The draft law of 6 October 2022 on the reform of the residential rental lease (bill no. 7642), which according to Luxembourg's Ministry of Housing aims to protect tenants against usurious rents, appears to not only cause significant effects on the residential rental market but is very likely to push up the real estate prices of old houses and apartments.

Calculations performed using the information provided at www.logement.lu on the current and post-reform "maximum annual rent ceiling" led to three key findings, of which the first was presented earlier. We found that the new rent agreements will be "lower" post-reform for only the five preceding years, meaning tenants will most likely benefit from a new lower maximum legal rent for houses and apartments which were acquired in 2016 or later.
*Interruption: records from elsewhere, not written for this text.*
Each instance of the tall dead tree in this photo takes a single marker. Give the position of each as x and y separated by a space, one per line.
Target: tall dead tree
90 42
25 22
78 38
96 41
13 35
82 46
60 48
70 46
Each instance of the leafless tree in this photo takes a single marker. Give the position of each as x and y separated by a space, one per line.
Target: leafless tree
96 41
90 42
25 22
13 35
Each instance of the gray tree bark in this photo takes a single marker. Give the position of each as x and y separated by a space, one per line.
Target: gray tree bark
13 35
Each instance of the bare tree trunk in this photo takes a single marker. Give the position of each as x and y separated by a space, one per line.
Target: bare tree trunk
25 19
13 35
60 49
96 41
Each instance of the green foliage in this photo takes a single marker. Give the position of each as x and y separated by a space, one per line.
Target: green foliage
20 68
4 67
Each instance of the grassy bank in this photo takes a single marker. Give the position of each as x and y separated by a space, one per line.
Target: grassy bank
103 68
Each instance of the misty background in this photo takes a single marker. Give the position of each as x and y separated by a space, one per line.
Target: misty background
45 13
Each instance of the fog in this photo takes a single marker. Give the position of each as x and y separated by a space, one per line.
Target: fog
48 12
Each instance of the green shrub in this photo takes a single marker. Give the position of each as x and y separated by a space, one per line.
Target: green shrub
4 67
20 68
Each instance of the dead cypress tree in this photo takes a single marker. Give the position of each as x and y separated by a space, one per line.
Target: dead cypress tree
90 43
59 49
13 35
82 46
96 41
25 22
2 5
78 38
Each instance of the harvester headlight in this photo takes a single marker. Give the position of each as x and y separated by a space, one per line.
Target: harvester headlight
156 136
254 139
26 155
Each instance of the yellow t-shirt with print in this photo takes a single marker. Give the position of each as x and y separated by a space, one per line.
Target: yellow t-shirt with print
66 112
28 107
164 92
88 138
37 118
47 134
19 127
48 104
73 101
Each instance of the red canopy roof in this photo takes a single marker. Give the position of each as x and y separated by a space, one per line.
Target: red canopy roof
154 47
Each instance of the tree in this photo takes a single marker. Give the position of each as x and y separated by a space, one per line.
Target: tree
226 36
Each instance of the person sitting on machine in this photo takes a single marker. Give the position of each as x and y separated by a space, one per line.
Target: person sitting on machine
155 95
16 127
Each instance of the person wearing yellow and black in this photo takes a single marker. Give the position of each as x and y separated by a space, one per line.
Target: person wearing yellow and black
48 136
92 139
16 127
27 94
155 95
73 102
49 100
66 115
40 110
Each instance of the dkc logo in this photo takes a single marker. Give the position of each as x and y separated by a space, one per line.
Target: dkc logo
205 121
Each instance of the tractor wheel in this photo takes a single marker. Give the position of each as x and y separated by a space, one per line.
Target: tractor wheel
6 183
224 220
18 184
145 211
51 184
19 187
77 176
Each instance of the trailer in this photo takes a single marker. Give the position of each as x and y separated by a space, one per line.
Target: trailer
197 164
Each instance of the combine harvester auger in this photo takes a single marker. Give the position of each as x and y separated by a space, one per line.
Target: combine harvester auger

While this new rent ceiling is expected to have a limited impact on the owners' overall rental income in the short to medium term, some homeowners with a floating interest rate home loan might find their budgets further squeezed with the sudden increase in monthly mortgage payments. To add numbers to thus perspective, according to the European Central bank (ECB), the home loan interest rate averages (weighted) in the euro area reached 2.26% in August 2022, already an increase of 71% compared to August 2021. Based on the ECB's current stance to keep increasing key lending rates (up 0.5% in July 2022 and up 0.75% in September 2022) to bring the double digit inflation rates under control, at least two more rate hikes are expected before December 2022. Together, this would increase home loan interest rates further and mortgage payments with floating rates could twice as high as a year back.

While it is still premature to make assumptions of the after-effects of higher home loan interest rates and consequently high mortgage payments on the rental market, it is anticipated that many first-time buyers will shy away from taking out a loan when the repayments are higher and thus continue to live in or look for rental properties. Meanwhile, many owners now burdened with higher mortgage payments and limited by a maximum rent ceiling would probably like to cash in on their investment by selling their houses or apartments, thus making fewer rental properties available in the market.

Back to the two remaining key findings concerning the amendments in the residential rental lease (bill no. 7642):

2. The older the dwelling, the higher the post-reform maximum annual rent ceiling becomes

Assuming a different scenario where the focus is on older houses and apartments available for rental lease, for example from the year 2000 or earlier, which represents dwellings older than 20 years and likely with an energy certificate category between F and I, the maximum legal rent was calculated for a total investment of €200,000 (half the amount in the previous scenario).

Interestingly, even with the maximum annual rent ceiling cut off at 3.0% of the capital invested and assuming no other expenses are acquired over the years, the post-reform maximum rent ceiling after the "discount" for a dwelling from the year 2000 will be 50% higher than the current maximum rent ceiling (€1,653 per month post-reform compared to €1,097 per month at the current applicable ceiling).

The effect further aggravates with older dwellings, for example, the maximum rent ceiling for residential properties from the 1980s with an energy class between F and I would increase by at least double the current legal maximum (an increase of 105% to 188% for dwellings between 1980 and 1989).

3. Post-reform legal maximum rent increases 16.6% further for dwellings with energy certificates between A and E

Keeping all the conditions similar to the above scenario but assuming the dwelling has an energy certificate between A and E, although the maximum annual rent ceiling increases by only 0.5% of the total capital invested (3.0% to 3.5%), the net effect on rents, after the "discount", increases by up to 16.6%.

As an example in absolute numbers, the new maximum legal rent in 2022 would be €276 higher (€1,929 per month) for a dwelling acquired in the year 2000 with energy class A-E compared to a dwelling with energy class F-I (€1,653 per month), a difference of 16.6% in maximum legal rent.

Justifiably, such added value in expected increase in rent income will encourage owners to switch to better energy certificates and thus decrease overall energy consumption as well as become more environmentally friendly in the long term. This may or may not be beneficial for a tenant with higher rents but low energy costs.

In summary, our calculations show that the new maximum legal rent ceiling will be at least two times higher than the current maximum legal rent ceiling for dwellings which have an energy certificate between A and E and were acquired in 1991 or earlier (and at least three times if acquired before 1978).